The Securities and Exchange Commission (SEC) will add two new offices: one devoted to crypto assets and another devoted to industrial applications and services separate from pharmaceutical products, the agency announced in a statement.
The SEC's new Office of Crypto Assets, and its new Office of Industrial Applications and Services, will join seven existing offices under its Division of Corporation Finance's Disclosure Review Program (DRP) later this fall.
“As a result of recent growth in the crypto asset and the life sciences industries, we saw a need to provide greater and more specialized support in the DRP's Office of Finance and its Office of Life Sciences," said Renee Jones, director of the DRP. "The creation of these new offices will enable the DRP to enhance its focus in the areas of crypto assets, financial institutions, life sciences, and industrial applications and services and facilitate our ability to meet our mission."

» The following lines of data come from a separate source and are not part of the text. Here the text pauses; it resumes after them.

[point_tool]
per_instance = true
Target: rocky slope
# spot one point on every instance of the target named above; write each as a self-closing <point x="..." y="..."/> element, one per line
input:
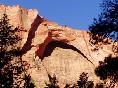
<point x="53" y="49"/>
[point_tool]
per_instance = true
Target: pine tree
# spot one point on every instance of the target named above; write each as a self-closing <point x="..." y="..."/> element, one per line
<point x="8" y="52"/>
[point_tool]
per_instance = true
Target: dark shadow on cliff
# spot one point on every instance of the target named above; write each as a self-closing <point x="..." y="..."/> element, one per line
<point x="52" y="45"/>
<point x="31" y="34"/>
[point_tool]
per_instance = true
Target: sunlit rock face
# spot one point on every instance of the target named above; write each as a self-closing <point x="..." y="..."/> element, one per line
<point x="53" y="49"/>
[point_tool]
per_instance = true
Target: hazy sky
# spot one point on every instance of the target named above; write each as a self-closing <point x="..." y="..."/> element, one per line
<point x="73" y="13"/>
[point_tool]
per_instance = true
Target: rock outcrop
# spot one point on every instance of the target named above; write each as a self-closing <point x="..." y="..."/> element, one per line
<point x="53" y="49"/>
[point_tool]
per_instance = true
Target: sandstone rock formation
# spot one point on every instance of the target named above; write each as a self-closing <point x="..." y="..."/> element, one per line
<point x="53" y="49"/>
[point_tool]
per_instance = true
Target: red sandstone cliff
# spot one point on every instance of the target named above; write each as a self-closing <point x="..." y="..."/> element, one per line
<point x="54" y="49"/>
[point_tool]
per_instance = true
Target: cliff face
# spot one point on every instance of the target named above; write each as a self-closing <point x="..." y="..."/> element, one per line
<point x="53" y="49"/>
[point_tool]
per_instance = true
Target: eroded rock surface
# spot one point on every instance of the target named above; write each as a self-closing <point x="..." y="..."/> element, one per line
<point x="53" y="49"/>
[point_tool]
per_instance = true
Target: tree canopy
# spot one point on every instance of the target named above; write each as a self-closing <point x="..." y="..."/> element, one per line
<point x="106" y="24"/>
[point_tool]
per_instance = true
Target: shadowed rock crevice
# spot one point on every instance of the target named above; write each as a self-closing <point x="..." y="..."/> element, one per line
<point x="52" y="45"/>
<point x="27" y="46"/>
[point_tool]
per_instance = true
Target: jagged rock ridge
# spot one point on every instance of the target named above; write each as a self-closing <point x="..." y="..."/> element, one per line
<point x="53" y="49"/>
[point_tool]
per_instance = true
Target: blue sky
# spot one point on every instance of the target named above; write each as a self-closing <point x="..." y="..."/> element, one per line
<point x="77" y="14"/>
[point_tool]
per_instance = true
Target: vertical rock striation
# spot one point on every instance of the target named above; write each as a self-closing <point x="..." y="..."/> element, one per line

“Assigning companies and filings to [the Office of Crypto Assets] will enable the DRP to better focus its resources and expertise to address the unique and evolving filing review issues related to crypto assets,” the statement read.
Reuters reported that cryptocurrencies and other digital assets remain, for the most part, an unregulated sector.

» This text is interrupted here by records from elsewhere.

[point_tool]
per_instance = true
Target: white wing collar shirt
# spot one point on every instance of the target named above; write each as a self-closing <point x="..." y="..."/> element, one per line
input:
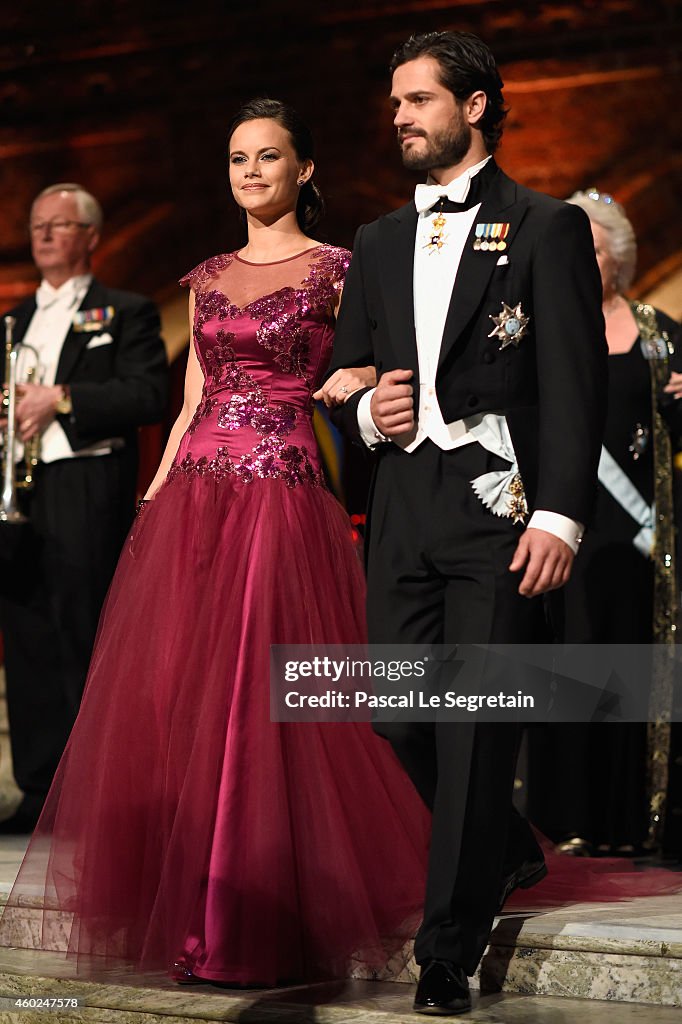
<point x="433" y="283"/>
<point x="46" y="333"/>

SEC Chair Gary Gensler has advocated for more regulation of the crypto industry, which, according to Reuters has seen slowing demand in recent months due to economic circumstances occasioned by the Russia-Ukraine war, rising inflation and the responses to it by the Federal Reserve Bank. Gensler has argued that the crypto exchanges and other intermediaries should be registered with the SEC as securities exchanges and broker-dealers.
Yet a bill introduced by Sens. Cynthia M. Lummis (R-Wyo.) and Kirsten Gillibrand (D-N.Y) would, if enacted, give regulatory authority over cryptocurrency to the Commodity Futures Trading Commission (CFTC)—the industry’s preference—rather than SEC.

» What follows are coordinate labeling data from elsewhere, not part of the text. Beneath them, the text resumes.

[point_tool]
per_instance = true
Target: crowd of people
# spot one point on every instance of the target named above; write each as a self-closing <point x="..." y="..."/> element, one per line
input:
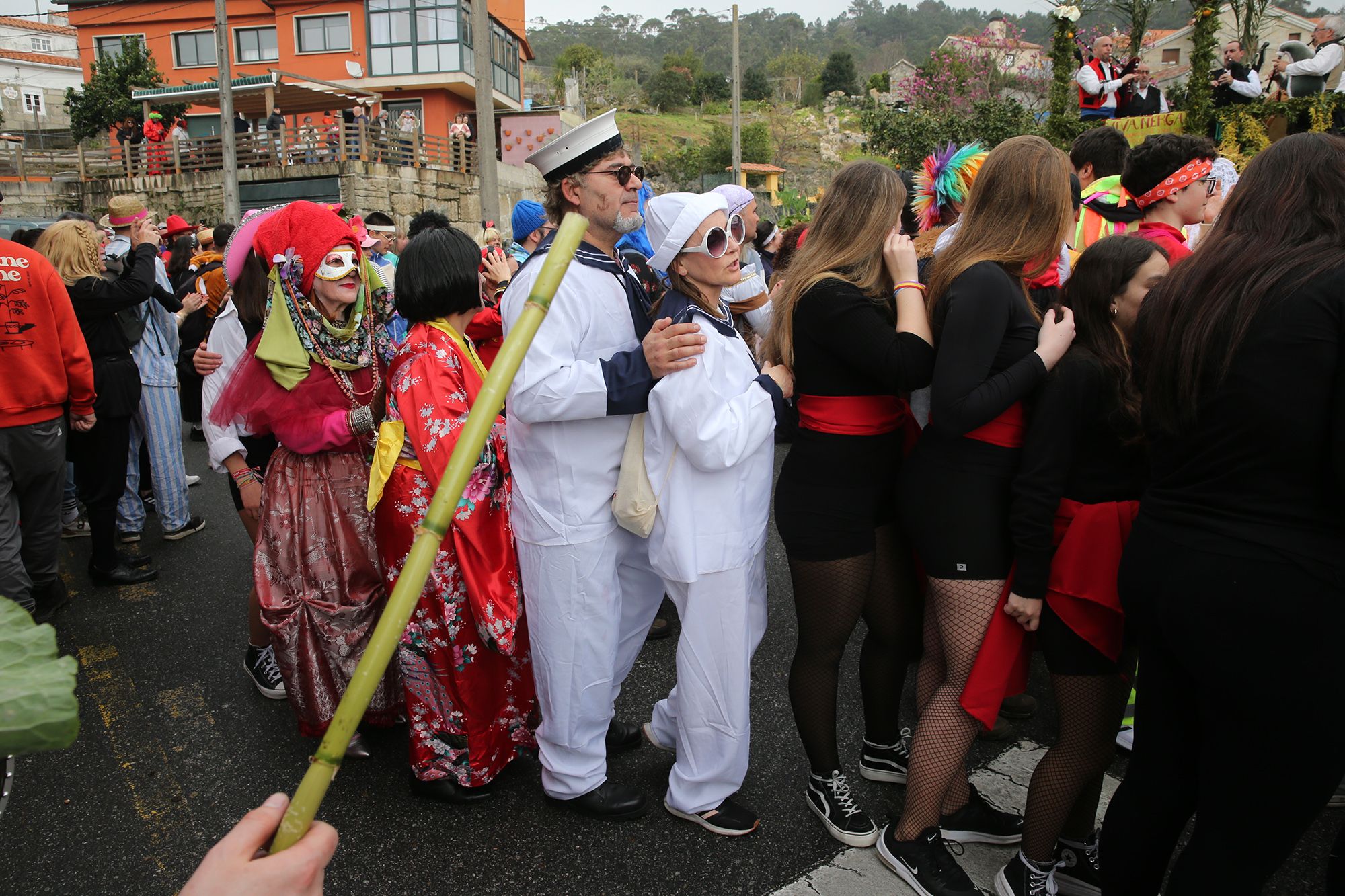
<point x="1086" y="403"/>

The newly announced Office of Industrial Applications and Services will be unrelated to the Office of Crypto Assets. According to the SEC's statement, the Office of Industrial Applications and Services “will be responsible for the non-pharma, non-biotech, and non-medicinal products companies currently assigned to the Office of Life Sciences. In recent years, the life sciences industry has experienced significant growth, which has added to the number of filings and companies assigned to that office. Transitioning a subset of these companies to a separate group will allow the DRP staff to better build specialized expertise in this space.”